Crystal: I'd say that’s about right. He wrote the dam thing! Though, he seems much more calculating and cold (at times) than the Archer of Nottingham. Also, he doesn't have a band of Merry Men. He's a mainly a solo act, aside from E.V.A.. whose appearances will hopefully make Merry Men of the male readers.
Nrama: When Fantomex was originally introduced it was a mélange of Fantomas and Diabolik, and this new series – from the solicits at least – seem to be going back in that swanky, sexy secret agent vibe. What can you say about the tone of the series?
Crystal: Yes! I think the best way to describe the series is like a 60's Diabolik / James Bond film mixed with a Ridley Scott sci-fi film. It's a lovely blend of old and new. That retro mix seems to be all the crazy these days.
Nrama: You’re coming into this after a long stint on various Deadpool projects – so how does Fantomex stack up compared to Deadpool?
Crystal: In mob terms (because why not,) Deadpool is where I made my bones. I proved to be a good earner, and showed loyalty on the Merc with a Mouth. Now, I'm being "made" with Fantomex MAX.
Like I said earlier, I think this book is going to put me on the map. I've loved working on Deadpool, and would love continue to do so in the future, but Deadpool can be a niche book. While it did great things for launching my career at Marvel, I became known as a Deadpool artist, someone who deals with humor. It can be hard to break out of that sort of labeling. This book is extremely different. It's action, it's violence, it's sex, and it's certainly not slapstick. That’s what I mean when I say this is my breakout book. I love Deadpool, but there's more to me as a storyteller than Deadpool alone.
Nrama: Speaking of your past, you’re no stranger to the MAX line, having drawn Deadpool MAX – and also knowing the line between the MAX books and normal books having drawn Deadpool as well. Can you delineate any specific examples of things you’re able to do in this book that you wouldn’t be able to if it was a non-MAX book?
Crystal: I drew a guy getting his brain punched through the back of his skull, a sexy French maid, and a tentacle ripping in half. These are just a few examples of how i get my hands dirty in a MAX book. It's great fun, for sure.
It's entertainment for a "mature" reader. The shows I watch tend to fall under this category (The Sopranos, The Wire, Breaking Bad, Boardwalk Empire, etc.) It's nice to work on a story that falls in line with my personal tastes.

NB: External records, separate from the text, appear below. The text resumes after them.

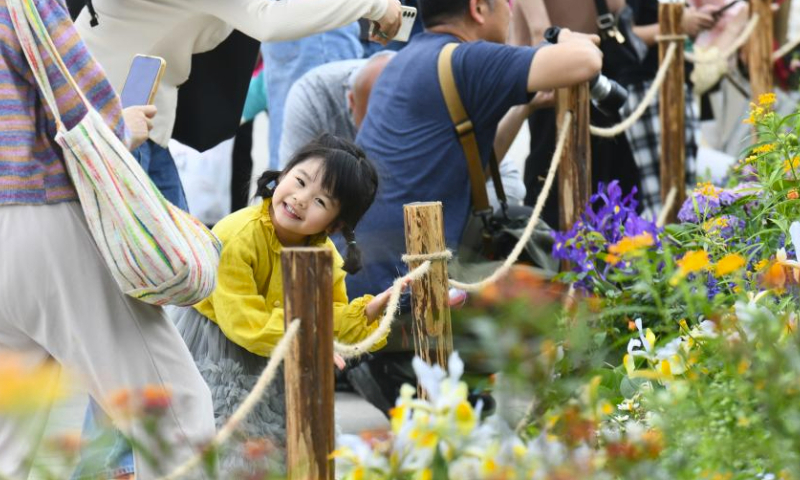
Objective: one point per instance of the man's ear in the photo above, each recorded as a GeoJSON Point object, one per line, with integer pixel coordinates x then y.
{"type": "Point", "coordinates": [477, 11]}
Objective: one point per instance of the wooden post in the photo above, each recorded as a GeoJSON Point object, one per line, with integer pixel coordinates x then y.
{"type": "Point", "coordinates": [308, 295]}
{"type": "Point", "coordinates": [759, 49]}
{"type": "Point", "coordinates": [575, 169]}
{"type": "Point", "coordinates": [672, 107]}
{"type": "Point", "coordinates": [433, 333]}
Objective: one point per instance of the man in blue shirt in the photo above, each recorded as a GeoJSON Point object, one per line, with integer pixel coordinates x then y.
{"type": "Point", "coordinates": [408, 132]}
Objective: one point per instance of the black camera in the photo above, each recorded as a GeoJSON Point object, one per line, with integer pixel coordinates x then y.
{"type": "Point", "coordinates": [607, 95]}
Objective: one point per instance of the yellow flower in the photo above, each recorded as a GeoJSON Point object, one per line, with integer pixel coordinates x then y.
{"type": "Point", "coordinates": [631, 245]}
{"type": "Point", "coordinates": [25, 390]}
{"type": "Point", "coordinates": [729, 263]}
{"type": "Point", "coordinates": [465, 418]}
{"type": "Point", "coordinates": [766, 148]}
{"type": "Point", "coordinates": [693, 262]}
{"type": "Point", "coordinates": [766, 99]}
{"type": "Point", "coordinates": [690, 263]}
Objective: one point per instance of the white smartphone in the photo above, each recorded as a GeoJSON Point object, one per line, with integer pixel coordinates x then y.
{"type": "Point", "coordinates": [408, 15]}
{"type": "Point", "coordinates": [143, 79]}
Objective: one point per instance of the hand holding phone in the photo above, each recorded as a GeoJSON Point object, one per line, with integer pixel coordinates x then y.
{"type": "Point", "coordinates": [142, 82]}
{"type": "Point", "coordinates": [407, 15]}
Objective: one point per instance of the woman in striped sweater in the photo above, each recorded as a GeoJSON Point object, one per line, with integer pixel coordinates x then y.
{"type": "Point", "coordinates": [58, 302]}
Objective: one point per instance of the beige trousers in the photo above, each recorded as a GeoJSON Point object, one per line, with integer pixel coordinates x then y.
{"type": "Point", "coordinates": [59, 302]}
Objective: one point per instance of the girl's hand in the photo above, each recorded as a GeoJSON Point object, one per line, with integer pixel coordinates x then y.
{"type": "Point", "coordinates": [378, 304]}
{"type": "Point", "coordinates": [139, 120]}
{"type": "Point", "coordinates": [338, 361]}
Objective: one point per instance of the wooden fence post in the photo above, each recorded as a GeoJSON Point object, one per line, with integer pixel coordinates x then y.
{"type": "Point", "coordinates": [308, 295]}
{"type": "Point", "coordinates": [672, 109]}
{"type": "Point", "coordinates": [575, 169]}
{"type": "Point", "coordinates": [759, 49]}
{"type": "Point", "coordinates": [433, 333]}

Nrama: You're doing all this while balancing a career teaching comics art at the Atlanta campus of the Savannah College of Art & Design and also doing an artist's podcast called InkPulp Audio. Having so many things going on, how does that affect you when you're working on your boards?
Crystal: Actually, I'm least affected when I’m working on pages. I can really get into the groove and focus on the story at hand. There are times where it's challenging, because of all the stresses of having such a complicated life... But, all in all, I am very happy when I’m working on pages. I can compartmentalize the rest. When I’m at home, it's a whole different issue. That’s where my anxiety attacks occur. [Laughs]
Nrama: Speaking of that anxiety and this being such a big project for you, will you be talking about Fantomex MAX in a future episode of Inkpulp Audio?
Crystal: The writer Andrew Hope and I will be recording a podcast during New York Comic Con. I'm sure we'll talk about the book some but we'll have some deeper, more personal stuff to talk about. After all, Inkpulp Audio is more about the artist, less about the work.